Николай сжал кулаки, напрягся. Но мать с мольбой в глазах делала ему успокаивающие знаки, и он промолчал, нервно постукивая пальцами о никелированную спинку кровати. Внезапно отчим, откинувшись на спинку стула, запрокинув голову, вначале тихо, но затем все громче и громче запел: «Все меня мальчиком люби-или-и, когда-а я в экипажах разъезжал…» Он пел с чувством, то открывая, то закрывая свои масленые глазки, вскоре он пел уже так громко, что, вероятно, каждое слово песни его было отчетливо слышно в самой дальней комнате общежития. Жирное круглое лицо от натуги багровело, лоснящиеся губы под жесткими вислыми усами уродливо кривились, показывая беззубые десны.
Улучив момент, когда пьяный вновь закрыл глаза, мать попыталась незаметно взять со стола недопитую бутылку, но певец мгновенно оборвал песню и, брызгая слюной, закричал:
— А ну поставь на место! Кому говорят! — и грязно выругался.
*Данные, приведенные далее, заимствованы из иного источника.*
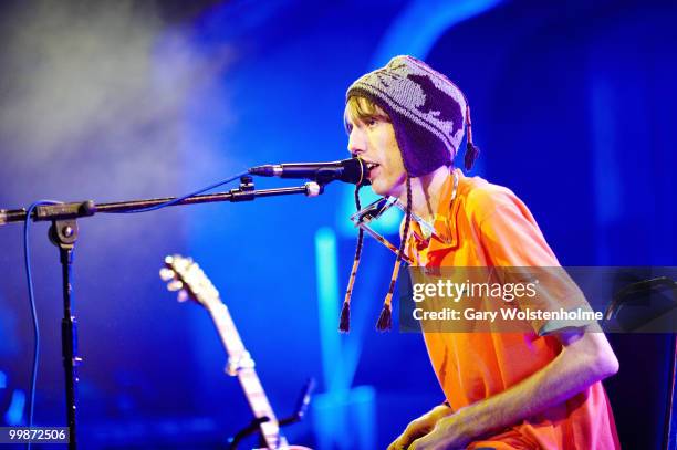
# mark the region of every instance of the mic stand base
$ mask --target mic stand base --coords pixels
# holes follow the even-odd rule
[[[65,375],[66,420],[69,426],[69,449],[77,448],[75,433],[75,411],[77,397],[77,321],[72,312],[72,265],[73,250],[77,240],[77,222],[72,220],[54,220],[49,231],[50,241],[59,247],[61,273],[63,281],[63,320],[61,321],[61,348]]]

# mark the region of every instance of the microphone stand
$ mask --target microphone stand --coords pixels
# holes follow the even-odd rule
[[[256,190],[252,177],[244,175],[240,178],[240,187],[228,192],[216,192],[192,196],[168,206],[184,206],[195,203],[211,203],[219,201],[252,201],[259,197],[278,197],[293,193],[304,193],[306,197],[316,197],[324,192],[325,182],[310,181],[303,186],[277,189]],[[77,321],[73,314],[72,273],[73,250],[77,241],[77,219],[92,217],[97,212],[128,212],[142,208],[158,206],[176,197],[118,201],[113,203],[94,203],[92,200],[75,201],[60,205],[42,205],[35,207],[29,218],[25,209],[0,209],[0,226],[11,222],[24,222],[32,219],[34,222],[51,221],[49,230],[50,241],[59,247],[59,259],[62,266],[63,282],[63,320],[61,322],[61,341],[63,368],[65,371],[66,420],[69,426],[69,450],[75,450],[76,444],[76,387],[77,366],[82,358],[77,355]]]

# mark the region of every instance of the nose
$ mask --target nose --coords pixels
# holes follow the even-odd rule
[[[353,127],[353,129],[351,129],[347,149],[353,156],[358,156],[366,151],[364,133],[360,132],[357,127]]]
Этого точно и ждал Николай, до этой секунды все в нем кипело и клокотало и теперь взорвалось, он вскочил, метнулся к отчиму, схватил его под мышки, приподнял над стулом и с яростью швырнул на койку так, что пружины тяжко, жалобно загудели.
— А ну извинись перед матерью! Мразь! — Его трясло, он, точно барс перед прыжком, стоял над поверженной тушей. — Извинись, тебе говорят! Убью! — он придвинулся ближе к кровати.
Отчим лежал на скомканном одеяле в нелепой позе, неловко подогнув ноги, упершись головой в стену, но не шевелился, точно застыл; испуганно снизу вверх глядя на Николая, он все еще не мог прийти в себя, ошеломленный. Но последние слова пасынка, сказанные им не очень громко, но чрезвычайно убедительно, привели его в себя. Боясь пошевелиться, скосив глаза на перепуганную мать, он жалобно проговорил:
— Зоенька! Прости меня! Я разве обидел тебя? Прости христа ради… Уйми сына-то — вишь, глаза у него какие! Убьет он меня, ей-богу, убьет! Уйми его, уйми…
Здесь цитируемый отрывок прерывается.